Leaders do things that are new. The problem with being a leader is that you are often poorly understood because, almost by definition, you are one of the few people who understand the potential of your idea. Then you somehow have to convince the managers, who are focused on the current business processes, to give the new idea a go. This can be a really hard thing to accomplish, because try as you might the managers will not see the idea. Almost by definition, they can't.
Unless you happen to be Bill Joy. You know, wrote Berkeley Unix, started Sun Microsystems, blah, blah, blah. In this interview with Maria Bartiromo, Joy proclaims that green is the next big thing. The next wealth creation thing. The next MONEY thing. So when you are trying to push your green sustainability ideas to the higher ups, just say "Well, Bill Joy thinks that going green is the next opportunity for massive wealth creation." It can't hurt to have Bill on your side, and it might just help.

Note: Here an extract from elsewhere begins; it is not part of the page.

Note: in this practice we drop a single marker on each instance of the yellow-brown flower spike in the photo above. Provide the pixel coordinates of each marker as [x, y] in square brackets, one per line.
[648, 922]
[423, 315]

Interesting article/interview. The problem with corporations these days is that they have been hi-jacked by the "shareholders' rights" movement, which insists that there is one and only one purpose for corporations--make money for the shareholders. They hold this even though the "shareholders" (i.e. people) have a variety of goals they are pursuing when they invest. Obviously making money is significant, but is it really the _only_ thing that people want when they invest. Not killing others to make a buck, not supporting unfair labor practices, not destroying the environment--in the past most SRI practices were negative screens. Now, as we realize how powerful corporations can be (and how in the US we've weakened govts), people are turning to corporations to help them pursue positive social changes. Green computing is just one example of this trend.